I'm waiting for the phone to ring; I fully expect that it will within the next hour. Why? Because Ben is on an overnight (I use that term loosely) Space Camp mission that began an hour-and-a-half ago and is supposed to run all night, and all day tomorrow, while the Space Camp folks rehearse the week-long missions they will run this summer. Ben, who is an avid participant in his school's "Astro Knight" program (i.e. Space Camp), is supposed to be flying this mission with all his classmates so they can work out the bugs.
I started getting texts about half an hour ago: It's too dark. It's too stressful. It's too hard. I can't do it. I'm already crying.
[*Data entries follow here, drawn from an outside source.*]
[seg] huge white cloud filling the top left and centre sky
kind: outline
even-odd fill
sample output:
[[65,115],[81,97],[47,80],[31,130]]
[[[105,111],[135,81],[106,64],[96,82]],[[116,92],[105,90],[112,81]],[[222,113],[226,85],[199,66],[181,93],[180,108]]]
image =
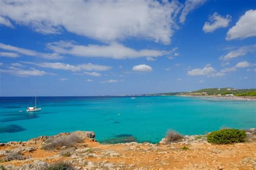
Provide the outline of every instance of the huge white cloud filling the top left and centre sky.
[[103,42],[142,37],[169,44],[180,10],[178,1],[1,1],[1,17],[12,22],[45,34],[65,28]]

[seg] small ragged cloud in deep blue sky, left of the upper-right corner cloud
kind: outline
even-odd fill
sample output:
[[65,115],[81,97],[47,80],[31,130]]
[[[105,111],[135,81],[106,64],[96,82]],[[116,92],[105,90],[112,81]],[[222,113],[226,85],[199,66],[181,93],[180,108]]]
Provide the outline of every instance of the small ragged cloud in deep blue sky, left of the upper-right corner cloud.
[[217,12],[214,12],[213,15],[209,17],[210,22],[206,22],[203,26],[204,32],[213,32],[218,28],[226,28],[228,24],[231,22],[231,16],[226,15],[226,17],[222,17],[218,15]]

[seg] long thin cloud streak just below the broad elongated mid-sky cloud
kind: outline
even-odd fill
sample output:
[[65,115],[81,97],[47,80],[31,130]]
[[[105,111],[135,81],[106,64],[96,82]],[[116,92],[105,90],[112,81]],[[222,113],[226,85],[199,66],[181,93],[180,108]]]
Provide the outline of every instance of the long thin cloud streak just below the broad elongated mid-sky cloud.
[[65,64],[65,63],[33,63],[33,62],[22,62],[25,64],[32,64],[32,65],[37,65],[40,67],[45,67],[45,68],[50,68],[50,69],[56,69],[56,70],[69,70],[69,71],[107,71],[110,70],[110,66],[105,66],[105,65],[96,65],[96,64],[79,64],[79,65],[70,65],[70,64]]

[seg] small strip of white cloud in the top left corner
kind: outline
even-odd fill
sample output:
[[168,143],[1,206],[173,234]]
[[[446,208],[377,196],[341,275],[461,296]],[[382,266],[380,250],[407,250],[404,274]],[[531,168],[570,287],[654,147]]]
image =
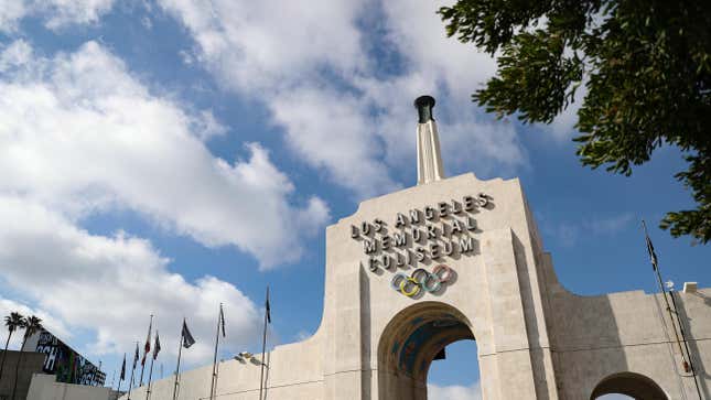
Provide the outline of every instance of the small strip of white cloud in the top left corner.
[[25,17],[40,17],[46,28],[98,22],[114,0],[11,0],[0,2],[0,32],[14,32]]

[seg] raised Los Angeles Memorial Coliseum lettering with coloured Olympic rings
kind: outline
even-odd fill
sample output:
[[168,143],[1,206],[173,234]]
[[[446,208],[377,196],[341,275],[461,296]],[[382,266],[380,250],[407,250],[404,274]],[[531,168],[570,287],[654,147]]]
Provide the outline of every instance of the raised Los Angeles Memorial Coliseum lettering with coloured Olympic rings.
[[[448,259],[471,256],[478,247],[474,213],[487,209],[492,197],[480,193],[461,201],[440,202],[397,213],[391,224],[383,219],[364,220],[351,226],[351,238],[362,241],[367,268],[396,272],[416,268],[412,275],[397,272],[392,288],[405,295],[441,290],[454,273]],[[432,272],[423,266],[434,264]]]

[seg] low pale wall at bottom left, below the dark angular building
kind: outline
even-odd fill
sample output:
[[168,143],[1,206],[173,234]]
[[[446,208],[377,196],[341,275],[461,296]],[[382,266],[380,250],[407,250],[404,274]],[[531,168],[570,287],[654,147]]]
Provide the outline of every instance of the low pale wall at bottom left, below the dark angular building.
[[110,400],[111,389],[98,386],[71,385],[54,381],[53,375],[35,374],[30,383],[28,400]]

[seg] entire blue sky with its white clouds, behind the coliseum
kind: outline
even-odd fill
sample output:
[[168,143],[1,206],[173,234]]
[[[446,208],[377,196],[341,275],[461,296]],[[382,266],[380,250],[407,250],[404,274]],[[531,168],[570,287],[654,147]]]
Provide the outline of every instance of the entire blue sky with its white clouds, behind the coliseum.
[[[656,228],[693,206],[679,151],[610,175],[577,160],[574,107],[551,126],[485,115],[468,96],[495,62],[444,37],[438,7],[3,2],[0,311],[39,314],[109,379],[150,313],[166,371],[183,316],[198,339],[186,361],[209,363],[219,302],[223,356],[258,349],[267,284],[270,342],[312,334],[324,227],[414,184],[421,94],[438,99],[449,175],[520,179],[568,289],[654,291],[642,218],[665,278],[707,287],[709,247]],[[475,398],[475,347],[456,346],[431,383]]]

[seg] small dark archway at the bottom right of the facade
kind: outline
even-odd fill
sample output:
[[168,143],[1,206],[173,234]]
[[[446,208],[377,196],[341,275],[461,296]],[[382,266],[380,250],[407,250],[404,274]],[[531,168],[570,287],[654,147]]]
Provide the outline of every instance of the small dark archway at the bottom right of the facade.
[[635,372],[613,374],[601,380],[590,396],[590,400],[612,393],[629,396],[633,399],[669,400],[654,380]]

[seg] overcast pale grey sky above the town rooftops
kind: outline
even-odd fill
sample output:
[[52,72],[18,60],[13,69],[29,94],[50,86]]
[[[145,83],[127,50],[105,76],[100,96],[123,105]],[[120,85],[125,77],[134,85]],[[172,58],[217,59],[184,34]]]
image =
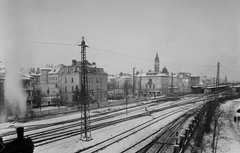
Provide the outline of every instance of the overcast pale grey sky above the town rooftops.
[[70,65],[84,36],[110,74],[153,70],[158,52],[161,69],[216,76],[220,62],[240,80],[239,0],[1,0],[0,27],[1,67]]

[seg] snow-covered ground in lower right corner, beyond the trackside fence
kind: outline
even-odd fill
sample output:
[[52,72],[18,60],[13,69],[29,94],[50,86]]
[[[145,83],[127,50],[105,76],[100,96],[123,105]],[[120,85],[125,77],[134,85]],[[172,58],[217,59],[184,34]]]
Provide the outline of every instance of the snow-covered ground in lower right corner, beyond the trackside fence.
[[[220,136],[217,145],[217,153],[240,152],[240,122],[234,122],[234,116],[239,115],[236,110],[240,108],[240,99],[227,101],[221,106],[225,111],[220,121],[222,122]],[[211,144],[212,134],[205,136],[205,142]],[[205,153],[212,152],[211,146],[207,146]]]

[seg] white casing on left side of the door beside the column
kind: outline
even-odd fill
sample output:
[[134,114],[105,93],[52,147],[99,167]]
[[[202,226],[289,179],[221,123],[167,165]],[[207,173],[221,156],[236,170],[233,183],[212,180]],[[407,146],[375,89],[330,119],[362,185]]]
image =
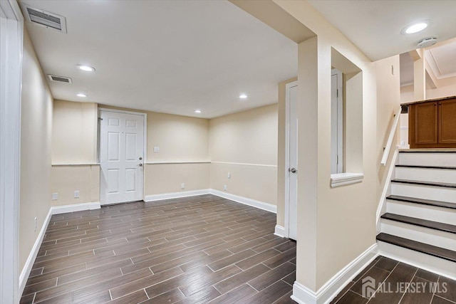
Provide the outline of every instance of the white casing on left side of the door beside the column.
[[285,85],[285,219],[284,237],[289,237],[290,231],[290,89],[298,85],[298,80]]

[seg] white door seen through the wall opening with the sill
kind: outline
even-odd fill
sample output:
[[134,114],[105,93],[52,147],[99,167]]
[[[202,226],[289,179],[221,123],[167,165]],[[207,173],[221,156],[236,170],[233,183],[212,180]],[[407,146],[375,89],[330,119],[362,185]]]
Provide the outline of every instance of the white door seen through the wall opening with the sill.
[[343,172],[342,73],[331,73],[331,174]]

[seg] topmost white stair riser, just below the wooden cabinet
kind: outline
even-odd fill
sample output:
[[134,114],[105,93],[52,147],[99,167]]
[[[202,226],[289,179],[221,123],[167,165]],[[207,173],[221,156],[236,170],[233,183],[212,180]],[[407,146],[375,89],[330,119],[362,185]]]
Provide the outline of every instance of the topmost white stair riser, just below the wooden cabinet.
[[398,164],[456,167],[456,153],[399,153]]

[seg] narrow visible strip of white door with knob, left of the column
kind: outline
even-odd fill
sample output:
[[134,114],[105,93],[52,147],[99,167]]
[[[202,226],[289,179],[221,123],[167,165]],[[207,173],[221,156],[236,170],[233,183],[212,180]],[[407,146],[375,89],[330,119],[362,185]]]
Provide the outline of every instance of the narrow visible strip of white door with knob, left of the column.
[[298,231],[298,116],[296,113],[296,102],[298,85],[290,85],[287,90],[289,105],[289,238],[297,240]]

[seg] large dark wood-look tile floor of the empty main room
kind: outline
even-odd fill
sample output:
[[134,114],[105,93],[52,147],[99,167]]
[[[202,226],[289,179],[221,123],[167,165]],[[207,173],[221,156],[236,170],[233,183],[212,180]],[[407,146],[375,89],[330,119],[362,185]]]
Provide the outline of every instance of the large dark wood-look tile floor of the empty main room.
[[211,195],[55,215],[21,303],[294,303],[275,224]]

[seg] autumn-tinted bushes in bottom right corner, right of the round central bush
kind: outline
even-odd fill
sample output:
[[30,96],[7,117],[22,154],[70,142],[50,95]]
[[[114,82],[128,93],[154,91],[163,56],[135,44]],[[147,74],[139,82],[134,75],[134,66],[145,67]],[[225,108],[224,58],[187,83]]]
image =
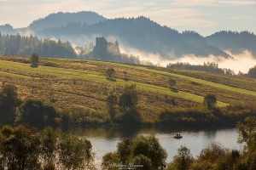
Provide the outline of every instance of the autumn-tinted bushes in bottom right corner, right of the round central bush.
[[244,144],[242,150],[230,150],[220,143],[212,143],[201,150],[199,156],[193,157],[190,150],[181,146],[177,155],[168,163],[166,170],[207,169],[207,170],[240,170],[255,169],[255,128],[256,117],[248,116],[246,123],[237,124],[239,138],[237,142]]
I have offered him every bit of wisdom and counsel I know: Take a little break. Eat a little snack. Say a little prayer. Just have a little fun! Apparently if he does any of these things in small doses, it makes a difference.
It won't work. He will call soon, and he will come home without actually participating in this activity that he insists he loves so much. And I will resist the ever-present urge to compare him to the other kids at the camp who won't be coming home tonight, and who will have the emotional and mental stamina to endure a little discomfort and stimulation.
So, this is where I struggle to separate fact from fiction. The truth is, Ben uses his autism as an excuse to avoid things he doesn't want to do. We have a bit of the "Little Boy Who Cried Wolf" syndrome going on, especially when he is supposed to be in a class he doesn't like, read a book that doesn't interest him, or fulfill a responsibility he'd rather not do. He knows the words that will send me reeling to his rescue (they are akin to "I can't breathe" in mother-speak), and darn if he isn't due an Academy Award for his ability to burst into tears when the words alone are not enough.
The problem is, maybe he isn't faking it. Empirically, his autism does indeed mess with his wiring, and so it's altogether possible that he really can't do it. He's very possibly experiencing something like fireworks exploding inside his head while I encourage him to eat a cracker. What kind of mother does that?
Well, the kind that just desperately wants her child to be like other (neuro-typical) children. That's the bottom line.
The kind of mother who isn't willing yet to throw in the towel.
The kind of mother who believes that her child has infinite potential.
The kind of mother who doesn't want her child to live with regrets.
The kind of mother who believes in enduring to the end.
And, the kind of mother who is struggling to acknowledge that her child does have limits, and...more and more often these days...seems to be reaching them.
I don't believe that Ben's autism should be a stumbling block for him. A challenge? Yes. Of course. Just like any other mental, physical, or emotional disability would present a challenge for any other human being. But I'm not willing to give up, and I'm not willing to let him give up--not without a fight.
He'll come home tonight--I'm certain of that. I'm equally certain that he'll try again, and again, and again until he flies a space mission all night long and into tomorrow. Autism is Ben's final frontier, and Ben's mission is to explore it, chart it, and embrace it for all the challenges and opportunities it offers.
But tonight, right now, he'll come home--and I'll try to be okay with that. Autism is my final frontier, too, and I'm a weary traveler sometimes.